Vanité et décomposition

À la Fondation Cartier, à Paris, Damien Hirst présente «Cherry Blossoms», son exceptionnelle nouvelle série de tableaux.

Damien Hirst in studio

Par centaines, les vénérables cerisiers bordent le fleuve et les rivières de Kyoto, décorent les parcs de Kanazawa et enchantent chaque année non seulement les Japonaises et Japonais ravis, mais aussi les touristes des quatre coins du monde. Seule une infime partie de ces délicates fleurs rose pâle finira pollinisée et donnera naissance à un petit fruit acide. Les cerisiers d’ornement du Japon sont donc pour ainsi dire un gaspillage de la nature.

Ce paradoxe a peut-être joué un rôle dans le choix de Damien Hirst (55 ans) de peindre des cerisiers en fleurs. «Les Cerisiers en fleurs parlent de beauté, de vie et de mort. Les toiles sont excessives – presque vulgaires. Elles sont tape à l’œil, désordonnées et fragiles, ornementales mais peintes d’après nature», déclare l’artiste.

Il a travaillé pendant trois ans à cette série. «La pandémie m’a permis de vivre avec mes peintures et de prendre le temps de les contempler, jusqu’à ce que je sois certain qu’elles étaient toutes terminées». La série complète comprend 107 toiles réparties en panneaux simples, diptyques, triptyques, quadriptyques et même un hexaptyque, toutes de très grand format.

Ce projet a permis au Britannique de renouer avec la peinture: «J’ai toujours été un grand amoureux de la peinture et pourtant, j’ai constamment cherché à m’en éloigner. En tant que jeune artiste, on est nécessairement influencé par les tendances du moment, et dans les années 1980, la peinture n’était pas dans l’air du temps.»

Au travers de ses Cerisiers en fleurs, Damien Hirst fait écho, avec une ironie désinvolte, à la peinture de paysage traditionnelle du XIXe siècle, combinant des éléments de l’impressionnisme, du pointillisme et de l’action painting. Comme si Claude Monet (1840-1926), Giovanni Segantini (1858-1899) et Jackson Pollock (1912-1956) avaient uni leur talent.
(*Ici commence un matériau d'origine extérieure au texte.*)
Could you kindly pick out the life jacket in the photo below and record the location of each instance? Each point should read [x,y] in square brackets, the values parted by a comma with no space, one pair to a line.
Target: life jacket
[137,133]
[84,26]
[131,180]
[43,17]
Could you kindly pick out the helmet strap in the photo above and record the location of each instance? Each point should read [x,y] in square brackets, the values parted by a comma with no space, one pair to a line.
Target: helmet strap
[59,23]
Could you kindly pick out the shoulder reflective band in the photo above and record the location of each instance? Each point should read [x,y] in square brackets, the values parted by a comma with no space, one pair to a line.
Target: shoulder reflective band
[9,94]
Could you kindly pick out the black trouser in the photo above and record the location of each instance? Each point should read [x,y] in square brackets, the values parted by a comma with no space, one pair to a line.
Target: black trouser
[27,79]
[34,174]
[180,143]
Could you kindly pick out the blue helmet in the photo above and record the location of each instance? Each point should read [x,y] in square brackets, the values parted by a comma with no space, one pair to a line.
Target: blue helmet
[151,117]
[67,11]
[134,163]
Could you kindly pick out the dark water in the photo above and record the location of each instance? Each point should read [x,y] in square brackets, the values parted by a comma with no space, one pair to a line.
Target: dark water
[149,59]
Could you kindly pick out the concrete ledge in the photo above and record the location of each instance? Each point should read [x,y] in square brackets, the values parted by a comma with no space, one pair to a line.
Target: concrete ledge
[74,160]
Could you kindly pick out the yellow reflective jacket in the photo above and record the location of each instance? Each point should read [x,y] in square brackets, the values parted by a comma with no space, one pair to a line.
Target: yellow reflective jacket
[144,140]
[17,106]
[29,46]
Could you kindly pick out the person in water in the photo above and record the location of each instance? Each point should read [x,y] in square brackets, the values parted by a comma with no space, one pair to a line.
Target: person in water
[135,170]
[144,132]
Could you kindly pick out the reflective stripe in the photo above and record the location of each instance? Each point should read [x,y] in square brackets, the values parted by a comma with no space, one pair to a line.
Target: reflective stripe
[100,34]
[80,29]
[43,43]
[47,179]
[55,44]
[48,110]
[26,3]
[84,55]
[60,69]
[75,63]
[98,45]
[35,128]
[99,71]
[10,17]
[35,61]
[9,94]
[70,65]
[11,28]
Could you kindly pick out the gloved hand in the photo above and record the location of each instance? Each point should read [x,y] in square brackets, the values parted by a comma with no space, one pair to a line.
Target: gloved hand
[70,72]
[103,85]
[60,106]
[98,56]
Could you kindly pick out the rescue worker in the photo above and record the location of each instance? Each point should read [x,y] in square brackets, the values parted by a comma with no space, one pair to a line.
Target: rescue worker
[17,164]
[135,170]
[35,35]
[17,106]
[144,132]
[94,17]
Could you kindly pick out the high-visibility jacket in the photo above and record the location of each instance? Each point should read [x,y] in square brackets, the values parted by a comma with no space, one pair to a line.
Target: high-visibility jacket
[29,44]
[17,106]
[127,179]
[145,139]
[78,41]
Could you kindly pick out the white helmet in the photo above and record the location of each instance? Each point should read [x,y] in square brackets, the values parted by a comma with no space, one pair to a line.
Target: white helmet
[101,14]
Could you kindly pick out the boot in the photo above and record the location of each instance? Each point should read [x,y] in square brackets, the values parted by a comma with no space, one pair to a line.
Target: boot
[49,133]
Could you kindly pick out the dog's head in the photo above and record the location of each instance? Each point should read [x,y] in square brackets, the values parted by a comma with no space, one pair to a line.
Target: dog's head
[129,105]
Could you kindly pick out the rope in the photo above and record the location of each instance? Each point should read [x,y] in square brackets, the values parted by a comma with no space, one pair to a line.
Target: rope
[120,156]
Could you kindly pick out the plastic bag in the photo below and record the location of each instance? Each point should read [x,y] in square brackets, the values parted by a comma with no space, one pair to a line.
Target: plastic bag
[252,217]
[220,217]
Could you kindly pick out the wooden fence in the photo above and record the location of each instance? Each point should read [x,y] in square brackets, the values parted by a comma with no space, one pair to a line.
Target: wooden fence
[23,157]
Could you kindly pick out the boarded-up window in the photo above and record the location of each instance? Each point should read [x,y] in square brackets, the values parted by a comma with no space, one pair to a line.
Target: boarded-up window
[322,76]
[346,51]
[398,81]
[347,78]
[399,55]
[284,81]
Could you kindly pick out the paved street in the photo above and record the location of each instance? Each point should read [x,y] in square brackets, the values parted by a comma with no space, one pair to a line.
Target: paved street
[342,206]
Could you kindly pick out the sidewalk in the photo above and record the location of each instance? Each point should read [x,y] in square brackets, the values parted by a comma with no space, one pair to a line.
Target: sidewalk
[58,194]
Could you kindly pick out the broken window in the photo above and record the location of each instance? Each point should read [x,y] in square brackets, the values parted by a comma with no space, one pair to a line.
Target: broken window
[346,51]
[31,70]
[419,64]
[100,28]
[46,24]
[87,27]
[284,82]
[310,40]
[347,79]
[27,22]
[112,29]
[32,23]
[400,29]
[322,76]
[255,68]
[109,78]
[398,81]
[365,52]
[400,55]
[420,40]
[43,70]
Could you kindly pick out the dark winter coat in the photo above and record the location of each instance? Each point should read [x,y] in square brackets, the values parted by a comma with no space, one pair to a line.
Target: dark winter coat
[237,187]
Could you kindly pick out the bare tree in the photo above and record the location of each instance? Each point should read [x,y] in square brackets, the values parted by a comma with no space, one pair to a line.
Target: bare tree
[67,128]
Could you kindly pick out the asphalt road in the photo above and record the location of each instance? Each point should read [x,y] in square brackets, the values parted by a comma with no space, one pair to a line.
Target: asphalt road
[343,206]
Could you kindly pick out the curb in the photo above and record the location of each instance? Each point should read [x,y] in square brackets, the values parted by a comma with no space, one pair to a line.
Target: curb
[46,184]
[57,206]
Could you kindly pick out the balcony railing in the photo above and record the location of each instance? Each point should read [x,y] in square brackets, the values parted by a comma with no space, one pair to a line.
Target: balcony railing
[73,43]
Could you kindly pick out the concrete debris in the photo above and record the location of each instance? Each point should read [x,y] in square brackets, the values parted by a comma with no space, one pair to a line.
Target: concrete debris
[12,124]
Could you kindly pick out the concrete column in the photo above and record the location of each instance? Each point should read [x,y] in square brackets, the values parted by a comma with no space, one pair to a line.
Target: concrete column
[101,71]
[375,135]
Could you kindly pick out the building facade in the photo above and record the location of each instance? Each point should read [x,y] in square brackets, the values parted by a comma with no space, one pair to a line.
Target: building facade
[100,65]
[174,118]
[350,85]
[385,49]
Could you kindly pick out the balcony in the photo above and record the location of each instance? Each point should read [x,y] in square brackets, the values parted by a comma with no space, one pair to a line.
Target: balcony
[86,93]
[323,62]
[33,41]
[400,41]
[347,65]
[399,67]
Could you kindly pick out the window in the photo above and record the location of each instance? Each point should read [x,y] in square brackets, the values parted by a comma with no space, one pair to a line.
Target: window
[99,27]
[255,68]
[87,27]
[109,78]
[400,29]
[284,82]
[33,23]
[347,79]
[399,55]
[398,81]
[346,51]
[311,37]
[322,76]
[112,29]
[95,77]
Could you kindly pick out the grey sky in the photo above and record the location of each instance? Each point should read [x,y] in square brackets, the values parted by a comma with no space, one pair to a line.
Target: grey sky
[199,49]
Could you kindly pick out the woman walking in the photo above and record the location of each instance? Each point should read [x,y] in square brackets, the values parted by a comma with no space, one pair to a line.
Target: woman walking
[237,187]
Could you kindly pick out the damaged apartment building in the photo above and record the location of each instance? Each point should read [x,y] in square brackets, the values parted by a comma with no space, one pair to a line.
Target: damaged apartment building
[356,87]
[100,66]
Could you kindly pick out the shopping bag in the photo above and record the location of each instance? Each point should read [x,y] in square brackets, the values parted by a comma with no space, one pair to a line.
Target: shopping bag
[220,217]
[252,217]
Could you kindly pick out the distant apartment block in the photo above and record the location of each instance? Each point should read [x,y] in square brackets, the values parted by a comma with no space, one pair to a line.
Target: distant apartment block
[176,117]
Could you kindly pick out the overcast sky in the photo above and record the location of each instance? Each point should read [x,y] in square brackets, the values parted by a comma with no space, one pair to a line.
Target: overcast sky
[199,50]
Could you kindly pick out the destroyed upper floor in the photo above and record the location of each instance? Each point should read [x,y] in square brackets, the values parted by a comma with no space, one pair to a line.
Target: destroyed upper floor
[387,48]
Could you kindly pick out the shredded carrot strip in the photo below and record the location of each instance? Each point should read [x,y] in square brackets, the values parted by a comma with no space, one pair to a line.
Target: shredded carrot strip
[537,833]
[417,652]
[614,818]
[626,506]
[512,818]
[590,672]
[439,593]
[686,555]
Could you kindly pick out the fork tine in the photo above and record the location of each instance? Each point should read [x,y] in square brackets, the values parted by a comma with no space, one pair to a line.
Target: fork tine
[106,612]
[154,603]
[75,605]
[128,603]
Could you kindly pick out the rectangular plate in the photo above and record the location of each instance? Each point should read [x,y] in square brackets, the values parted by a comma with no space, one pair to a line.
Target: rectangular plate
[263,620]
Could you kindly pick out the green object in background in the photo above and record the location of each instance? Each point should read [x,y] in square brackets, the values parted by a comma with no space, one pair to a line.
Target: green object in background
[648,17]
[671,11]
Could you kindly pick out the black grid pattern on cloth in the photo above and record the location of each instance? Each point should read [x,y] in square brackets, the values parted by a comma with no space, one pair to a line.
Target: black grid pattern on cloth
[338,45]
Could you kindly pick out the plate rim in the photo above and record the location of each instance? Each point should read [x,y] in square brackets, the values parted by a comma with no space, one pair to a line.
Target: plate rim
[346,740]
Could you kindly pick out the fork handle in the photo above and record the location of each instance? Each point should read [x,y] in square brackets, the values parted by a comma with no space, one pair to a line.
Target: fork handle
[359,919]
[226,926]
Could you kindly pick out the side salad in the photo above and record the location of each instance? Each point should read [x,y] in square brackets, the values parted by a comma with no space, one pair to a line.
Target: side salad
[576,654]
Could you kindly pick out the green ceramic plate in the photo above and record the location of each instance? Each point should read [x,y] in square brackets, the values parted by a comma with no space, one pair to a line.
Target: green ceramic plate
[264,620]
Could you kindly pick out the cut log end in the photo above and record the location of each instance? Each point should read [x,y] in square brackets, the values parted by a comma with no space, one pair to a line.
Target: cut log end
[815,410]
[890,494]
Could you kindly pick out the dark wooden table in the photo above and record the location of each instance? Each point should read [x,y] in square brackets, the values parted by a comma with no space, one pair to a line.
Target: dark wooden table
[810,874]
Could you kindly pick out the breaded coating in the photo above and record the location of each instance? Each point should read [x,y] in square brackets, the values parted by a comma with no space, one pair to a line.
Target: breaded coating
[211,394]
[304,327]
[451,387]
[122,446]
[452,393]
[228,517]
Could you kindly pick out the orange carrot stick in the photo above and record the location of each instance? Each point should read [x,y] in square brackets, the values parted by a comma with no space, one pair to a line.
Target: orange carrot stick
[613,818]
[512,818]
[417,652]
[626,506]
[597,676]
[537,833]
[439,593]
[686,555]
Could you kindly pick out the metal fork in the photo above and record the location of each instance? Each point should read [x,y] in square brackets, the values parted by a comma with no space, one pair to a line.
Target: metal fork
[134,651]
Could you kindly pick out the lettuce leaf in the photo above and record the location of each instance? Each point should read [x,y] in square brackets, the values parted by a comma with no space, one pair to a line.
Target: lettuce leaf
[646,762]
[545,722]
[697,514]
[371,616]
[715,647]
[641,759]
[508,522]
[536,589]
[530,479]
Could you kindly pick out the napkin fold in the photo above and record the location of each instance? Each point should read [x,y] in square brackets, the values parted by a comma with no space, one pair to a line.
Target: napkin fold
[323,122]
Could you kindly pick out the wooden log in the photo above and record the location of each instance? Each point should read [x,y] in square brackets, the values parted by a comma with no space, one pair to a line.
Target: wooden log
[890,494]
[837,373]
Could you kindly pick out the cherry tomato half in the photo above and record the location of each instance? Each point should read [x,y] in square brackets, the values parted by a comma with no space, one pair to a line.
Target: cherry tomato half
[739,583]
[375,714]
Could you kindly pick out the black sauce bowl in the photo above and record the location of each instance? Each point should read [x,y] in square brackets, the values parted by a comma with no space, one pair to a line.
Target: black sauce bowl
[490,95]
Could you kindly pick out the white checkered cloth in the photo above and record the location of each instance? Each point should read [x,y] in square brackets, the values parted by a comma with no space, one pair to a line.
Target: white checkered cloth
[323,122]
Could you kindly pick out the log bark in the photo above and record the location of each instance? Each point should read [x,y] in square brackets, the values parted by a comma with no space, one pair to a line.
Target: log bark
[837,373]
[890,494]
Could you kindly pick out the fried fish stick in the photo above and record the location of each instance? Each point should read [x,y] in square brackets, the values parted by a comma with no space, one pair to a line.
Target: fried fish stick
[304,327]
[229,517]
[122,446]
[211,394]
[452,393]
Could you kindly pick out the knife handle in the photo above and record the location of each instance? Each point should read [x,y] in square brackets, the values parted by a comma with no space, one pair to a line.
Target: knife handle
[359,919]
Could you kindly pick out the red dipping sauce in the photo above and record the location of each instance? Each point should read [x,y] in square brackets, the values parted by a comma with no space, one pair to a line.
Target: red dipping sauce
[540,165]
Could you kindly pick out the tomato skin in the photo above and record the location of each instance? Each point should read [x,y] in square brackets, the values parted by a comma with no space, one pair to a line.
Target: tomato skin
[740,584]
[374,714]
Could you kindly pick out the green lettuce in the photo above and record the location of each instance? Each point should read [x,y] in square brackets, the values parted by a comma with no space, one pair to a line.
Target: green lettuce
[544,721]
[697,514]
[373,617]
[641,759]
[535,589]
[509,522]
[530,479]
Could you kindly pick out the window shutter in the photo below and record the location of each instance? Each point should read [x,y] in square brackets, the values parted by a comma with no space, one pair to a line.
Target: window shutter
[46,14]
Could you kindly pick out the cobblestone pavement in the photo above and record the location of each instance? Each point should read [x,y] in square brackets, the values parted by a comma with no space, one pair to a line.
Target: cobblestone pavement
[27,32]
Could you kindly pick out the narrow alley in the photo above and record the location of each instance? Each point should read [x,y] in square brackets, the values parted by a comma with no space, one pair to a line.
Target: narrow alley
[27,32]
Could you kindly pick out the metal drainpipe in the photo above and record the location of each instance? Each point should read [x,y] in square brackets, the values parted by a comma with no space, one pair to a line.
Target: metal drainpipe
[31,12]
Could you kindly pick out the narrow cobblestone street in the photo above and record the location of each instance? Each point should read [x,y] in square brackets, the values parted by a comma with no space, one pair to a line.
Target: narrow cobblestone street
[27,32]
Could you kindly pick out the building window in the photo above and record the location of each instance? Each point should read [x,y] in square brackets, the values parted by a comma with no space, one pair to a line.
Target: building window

La Fondation Cartier à Paris présente désormais trente tableaux de cette incroyable série. C’est la première exposition de l’artiste anglais en France.

«Les Cerisiers en fleurs symbolisent le caractère visuel éphémère de la beauté.» – Damien Hirst, artiste

La vie et la mort, l’excès et le caractère éphémère sont des thématiques récurrentes de l’art de Damien Hirst. Il a pour habitude d’en faire des tonnes. Qu’il décide de conserver un cadavre de requin-tigre dans une cuve transparente de formol (dans le but de symboliser l’impossibilité physique de la mort dans l’esprit de quelqu’un de vivant), ou qu’il reproduise un crâne humain en platine recouvert de 8 601 diamants, Damien Hirst décline les vanités à l’extrême. Présenté en juin 2007 à la galerie White Cube de Londres, le crâne en question s’est vendu près de 75 millions d’euros dès le mois d’août suivant. Le requin-tigre a lui aussi valu son pesant d’or: le collectionneur américain et gérant de hedge fund Steven A. Cohen (64 ans) a déboursé plus de neuf millions d’euros pour acquérir l’œuvre, qu’il a placée dans le hall d’accueil de son entreprise.

Des chiffres record qui contrastent avec les débuts de l’artiste. Jeune habitué des provocations, il affiche alors son rejet du marché de l’art en tournant des clips musicaux et en produisant des morceaux de pop. En 1988, il organise l’exposition «Freeze» à Londres, qui marque la naissance du courant des Young British Artists. Hirst en devient rapidement le représentant le plus célèbre et il ne tarde pas à faire fortune grâce à son art. Avec un patrimoine estimé à quelque 560 millions d’euros, il est considéré comme l’artiste le mieux rémunéré de Grande-Bretagne.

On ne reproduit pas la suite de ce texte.